I felt Rae’s eyes slowly panning over to me as I sighed heavily.

“At school, it’s easy to forget about all that shit. It’s easy to forget about home. About my mother. About my father and how aggressive he is. I get to be a different version of me there. A stronger version of me.”

Rae scoffed. “You think you’re stronger because people are afraid of you?”

I shrugged. “I guess.”

She paused. “You know, that’s actually pretty typical. Guys like you don’t have power at home, so you take it out on others in a place where you feel powerful.”

“I take it you have a point here?”

“I do. It means your sob story isn’t so special. Or sob-worthy.”

The laughter that bubbled up my throat spewed out of my mouth before I could catch it. I tucked my arms over my chest, letting my head fall back.
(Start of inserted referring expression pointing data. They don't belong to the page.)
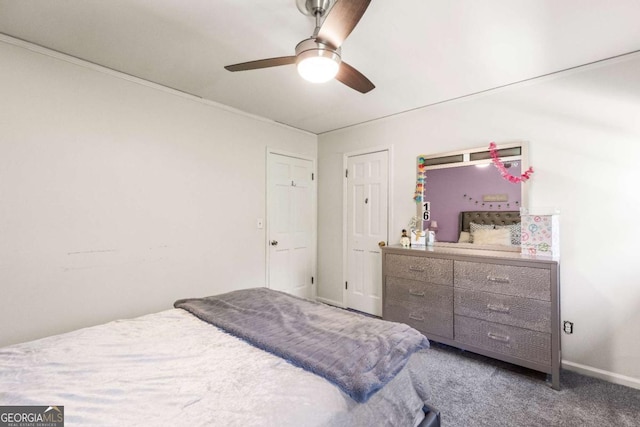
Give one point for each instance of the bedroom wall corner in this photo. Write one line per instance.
(583, 131)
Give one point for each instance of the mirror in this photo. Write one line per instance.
(468, 180)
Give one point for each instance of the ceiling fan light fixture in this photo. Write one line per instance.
(317, 62)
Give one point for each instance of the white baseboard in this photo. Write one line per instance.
(604, 375)
(330, 302)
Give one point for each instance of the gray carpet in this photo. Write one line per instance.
(472, 390)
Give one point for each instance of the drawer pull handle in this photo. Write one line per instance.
(498, 308)
(498, 279)
(497, 337)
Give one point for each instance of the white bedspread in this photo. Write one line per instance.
(172, 369)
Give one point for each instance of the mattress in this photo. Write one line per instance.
(170, 368)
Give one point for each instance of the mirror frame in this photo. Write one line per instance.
(481, 155)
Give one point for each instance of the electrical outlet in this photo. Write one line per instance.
(567, 327)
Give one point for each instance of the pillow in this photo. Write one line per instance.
(473, 227)
(465, 237)
(514, 229)
(492, 237)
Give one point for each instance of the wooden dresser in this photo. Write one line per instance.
(500, 304)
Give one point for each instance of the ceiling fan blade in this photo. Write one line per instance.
(341, 20)
(354, 78)
(262, 63)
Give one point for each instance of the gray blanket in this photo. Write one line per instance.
(357, 353)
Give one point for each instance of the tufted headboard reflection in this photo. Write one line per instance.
(488, 217)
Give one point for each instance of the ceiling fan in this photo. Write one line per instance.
(318, 57)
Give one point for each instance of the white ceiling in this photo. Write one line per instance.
(416, 52)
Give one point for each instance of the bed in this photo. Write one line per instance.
(173, 368)
(491, 230)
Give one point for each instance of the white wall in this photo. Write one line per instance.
(118, 197)
(584, 133)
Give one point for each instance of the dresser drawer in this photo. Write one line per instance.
(508, 340)
(432, 270)
(528, 282)
(400, 289)
(514, 311)
(430, 319)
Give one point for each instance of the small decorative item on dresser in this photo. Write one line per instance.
(405, 241)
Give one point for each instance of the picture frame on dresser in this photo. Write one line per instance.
(503, 305)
My eyes closed as laughter took over me. My shoulders shook and my stomach jumped, and for the first time in a long time I felt free of the chains of my home. Without having to be at school.

Which was a miracle in and of itself.

“What's wrong with you, Clint?”

I sighed, trying to rein in my laughter. “Oh, ho ho. Holy fuck. So much, Rae. So much is wrong with me. But let’s be real for a second. You're just as screwed up as I am, at the end of the day.”
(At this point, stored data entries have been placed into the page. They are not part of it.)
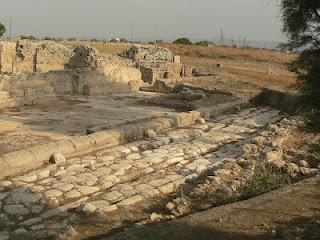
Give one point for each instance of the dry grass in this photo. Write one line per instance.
(231, 53)
(104, 48)
(264, 79)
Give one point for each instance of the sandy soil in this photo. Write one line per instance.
(292, 212)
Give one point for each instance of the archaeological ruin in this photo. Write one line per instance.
(88, 138)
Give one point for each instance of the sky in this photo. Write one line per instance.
(151, 19)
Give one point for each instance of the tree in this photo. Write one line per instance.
(184, 41)
(301, 22)
(2, 29)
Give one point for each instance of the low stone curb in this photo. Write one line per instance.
(25, 160)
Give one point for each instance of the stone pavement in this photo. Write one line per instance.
(102, 182)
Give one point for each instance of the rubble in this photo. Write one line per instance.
(149, 54)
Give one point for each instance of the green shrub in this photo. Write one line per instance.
(184, 41)
(203, 43)
(265, 179)
(2, 29)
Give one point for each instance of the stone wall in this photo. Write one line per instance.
(283, 100)
(153, 72)
(26, 56)
(51, 56)
(7, 56)
(145, 53)
(82, 71)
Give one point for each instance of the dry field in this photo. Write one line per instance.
(217, 52)
(243, 70)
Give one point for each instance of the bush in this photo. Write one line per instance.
(203, 43)
(184, 41)
(23, 37)
(2, 29)
(265, 179)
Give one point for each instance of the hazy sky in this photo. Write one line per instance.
(197, 19)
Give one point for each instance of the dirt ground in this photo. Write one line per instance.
(67, 116)
(75, 115)
(292, 212)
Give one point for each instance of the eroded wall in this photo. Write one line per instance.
(7, 56)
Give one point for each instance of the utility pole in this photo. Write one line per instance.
(244, 42)
(222, 39)
(155, 35)
(10, 26)
(132, 36)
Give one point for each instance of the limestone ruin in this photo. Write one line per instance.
(84, 134)
(157, 63)
(40, 70)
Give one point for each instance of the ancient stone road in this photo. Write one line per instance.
(121, 176)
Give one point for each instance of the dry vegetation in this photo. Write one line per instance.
(104, 48)
(215, 52)
(260, 67)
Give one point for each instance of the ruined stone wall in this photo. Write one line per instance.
(85, 57)
(25, 56)
(24, 89)
(89, 73)
(153, 72)
(7, 56)
(51, 56)
(145, 53)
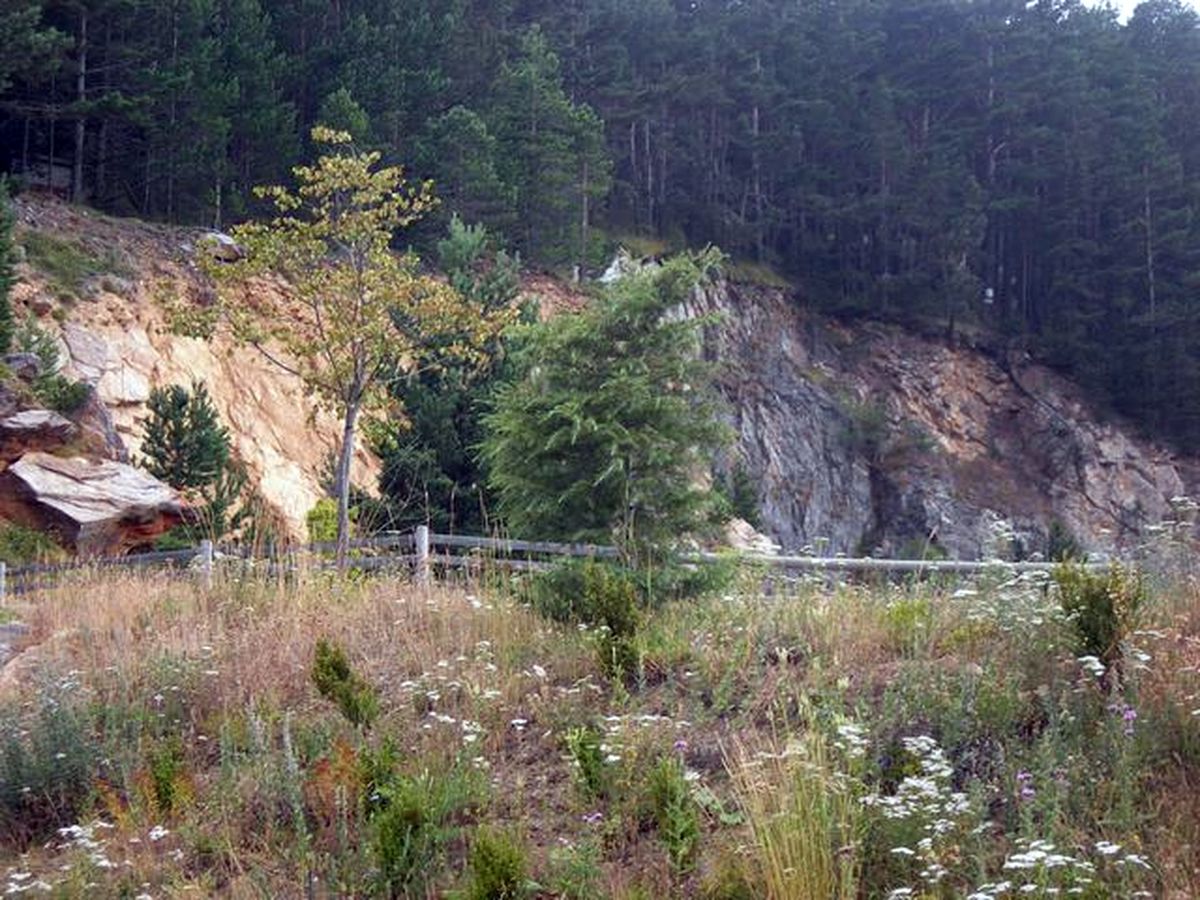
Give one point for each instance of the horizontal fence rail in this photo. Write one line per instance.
(421, 551)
She didn’t answer, and that caused me to look over at her. I saw her curl even more into herself, and something inside me wanted to reach out to her. Physically. I forced it back, though. I tucked my arms tighter underneath my arm pits, trying my best to make her feel comfortable.
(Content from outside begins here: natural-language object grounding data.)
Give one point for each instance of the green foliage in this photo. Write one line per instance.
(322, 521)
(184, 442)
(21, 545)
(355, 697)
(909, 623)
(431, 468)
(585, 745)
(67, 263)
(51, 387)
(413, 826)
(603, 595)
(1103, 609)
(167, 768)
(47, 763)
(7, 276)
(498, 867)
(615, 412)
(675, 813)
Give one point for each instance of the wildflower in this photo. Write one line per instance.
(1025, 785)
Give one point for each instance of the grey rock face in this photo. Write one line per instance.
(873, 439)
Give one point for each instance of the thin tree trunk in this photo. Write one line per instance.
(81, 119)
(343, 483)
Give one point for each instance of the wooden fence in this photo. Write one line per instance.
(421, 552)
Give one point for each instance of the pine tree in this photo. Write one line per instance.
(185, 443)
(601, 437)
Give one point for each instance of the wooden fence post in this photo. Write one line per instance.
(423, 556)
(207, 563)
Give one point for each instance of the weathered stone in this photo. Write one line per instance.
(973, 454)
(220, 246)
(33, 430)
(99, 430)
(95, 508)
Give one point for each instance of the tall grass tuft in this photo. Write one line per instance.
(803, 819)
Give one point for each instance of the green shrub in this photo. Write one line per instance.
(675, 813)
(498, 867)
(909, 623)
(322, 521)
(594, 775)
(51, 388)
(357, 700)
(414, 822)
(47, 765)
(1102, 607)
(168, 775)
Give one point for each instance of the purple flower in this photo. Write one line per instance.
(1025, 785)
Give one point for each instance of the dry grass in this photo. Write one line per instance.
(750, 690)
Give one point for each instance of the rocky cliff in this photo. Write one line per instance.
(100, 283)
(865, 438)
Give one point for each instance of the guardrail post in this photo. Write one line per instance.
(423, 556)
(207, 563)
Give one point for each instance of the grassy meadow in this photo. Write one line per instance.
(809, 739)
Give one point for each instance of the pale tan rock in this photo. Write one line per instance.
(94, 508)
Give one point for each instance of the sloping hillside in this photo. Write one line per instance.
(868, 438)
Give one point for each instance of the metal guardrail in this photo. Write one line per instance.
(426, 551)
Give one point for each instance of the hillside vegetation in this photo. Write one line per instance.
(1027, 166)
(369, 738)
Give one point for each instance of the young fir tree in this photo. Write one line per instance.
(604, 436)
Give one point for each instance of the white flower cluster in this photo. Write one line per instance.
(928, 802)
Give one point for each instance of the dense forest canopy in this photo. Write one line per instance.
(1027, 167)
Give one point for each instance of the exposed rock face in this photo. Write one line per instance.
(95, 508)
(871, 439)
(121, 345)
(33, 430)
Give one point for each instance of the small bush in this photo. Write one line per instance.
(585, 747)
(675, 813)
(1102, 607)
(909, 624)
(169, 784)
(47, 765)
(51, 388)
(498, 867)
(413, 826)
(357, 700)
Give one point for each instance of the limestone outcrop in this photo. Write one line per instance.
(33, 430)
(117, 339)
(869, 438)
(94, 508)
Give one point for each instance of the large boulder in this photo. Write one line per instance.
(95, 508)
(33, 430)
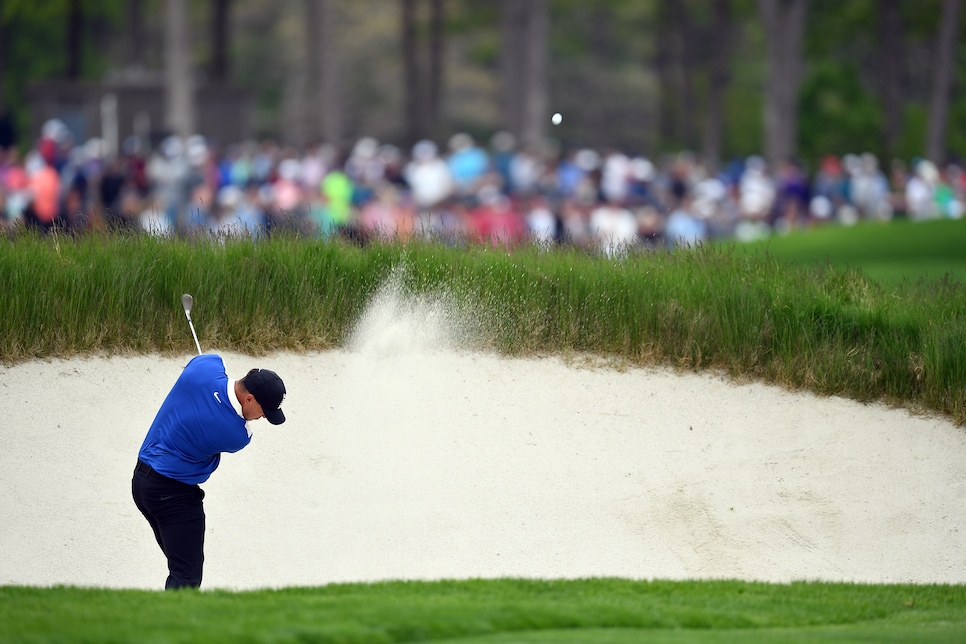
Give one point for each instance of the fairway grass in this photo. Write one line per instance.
(870, 321)
(890, 253)
(503, 610)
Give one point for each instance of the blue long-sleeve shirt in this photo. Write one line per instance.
(196, 423)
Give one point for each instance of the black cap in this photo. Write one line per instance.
(269, 391)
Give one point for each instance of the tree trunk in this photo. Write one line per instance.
(75, 39)
(512, 38)
(179, 85)
(220, 31)
(535, 70)
(134, 50)
(413, 127)
(784, 22)
(942, 81)
(328, 79)
(436, 53)
(3, 67)
(721, 39)
(890, 71)
(682, 35)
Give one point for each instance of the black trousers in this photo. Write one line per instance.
(177, 515)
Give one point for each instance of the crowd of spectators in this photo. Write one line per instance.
(499, 193)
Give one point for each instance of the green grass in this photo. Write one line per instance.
(506, 610)
(803, 311)
(826, 328)
(890, 253)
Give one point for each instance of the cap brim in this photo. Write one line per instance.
(274, 416)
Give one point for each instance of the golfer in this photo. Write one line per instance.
(206, 413)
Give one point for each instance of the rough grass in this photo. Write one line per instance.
(825, 328)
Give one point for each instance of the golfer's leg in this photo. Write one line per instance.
(184, 546)
(138, 490)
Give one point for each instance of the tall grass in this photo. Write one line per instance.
(830, 330)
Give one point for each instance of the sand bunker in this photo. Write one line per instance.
(415, 461)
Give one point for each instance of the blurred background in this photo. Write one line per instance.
(673, 92)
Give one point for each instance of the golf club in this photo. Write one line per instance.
(186, 302)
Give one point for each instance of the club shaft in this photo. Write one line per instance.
(194, 335)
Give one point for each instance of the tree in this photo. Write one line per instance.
(721, 37)
(75, 39)
(889, 29)
(179, 83)
(328, 78)
(942, 81)
(435, 89)
(784, 23)
(220, 32)
(512, 37)
(525, 27)
(411, 85)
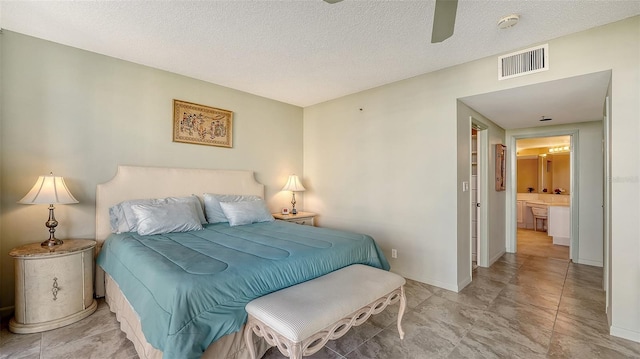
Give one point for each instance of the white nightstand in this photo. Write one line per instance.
(54, 287)
(305, 218)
Because I wanted her to be comfortable around me, for some reason.

I sighed. “Look, I get it. You don’t have a good home life. You look at all those big houses we have and the fancy clothes Michael and Allison wear, and you think it’s a better life. But it isn’t. We all have our issues. My dad slaps me around more than I care to admit. I’m sure your mom has some equally fucked-up shit she does to you.”

Rae spat. “Which is none of your business.”

“Maybe. Maybe not. But it does you no good not to talk about it.”

“Oh, like you talk about it with everyone?”

“I just did, didn’t I?”

And then, as if the heavens decided to actually play in my favor, Rae sighed.

“Mom’s got this boyfriend. D.J. And he’s such a shitbag of a guy, you know? I mean, I know it broke my mother down when my dad left. I was only three, so I don’t remember shit about him or anything. But, she just filtered through so many stupid men before landing on, what? D.J.? Some dude that pays some of her bills sometimes and slaps her around a bit? Fucking hell, I can’t stand it when they start arguing. One minute, he’s bringing over Italian dinner for a nice meal, bringing her flowers. Bringing me gifts. And the next minute? Mom’s got a black eye and she’s out drinking at bars all weekend before dragging nameless men home to try and make herself feel less alone. I don’t get it. Why can’t she just… survive without them? Why can’t she just put in the effort to thrive? Why does some guy have to be the miraculous answer to all her problems? It’s exhausting after a while. Trying to keep up and deal with it all in the background.” Then, after a pause, “But not as exhausting as being around you. You really do me in. I’d take D.J. over you any day.”

I chuckled and shook my head. Ever the strong one. Trying to keep up that icy demeanor when all she wanted to do was drop her guard. Nevertheless, the need to reach out and hug her was so great I felt myself shaking. I wanted to punch whoever this D.J. guy was until his eyes fucking bulged. How dare he treat a woman like that? How dare he think he could put his hands on a woman and get away with it? I watched Rae’s cheeks blush deeply. Even in the darkness, I saw her skin redden. And as she flickered her eyes toward mine, she scoffed.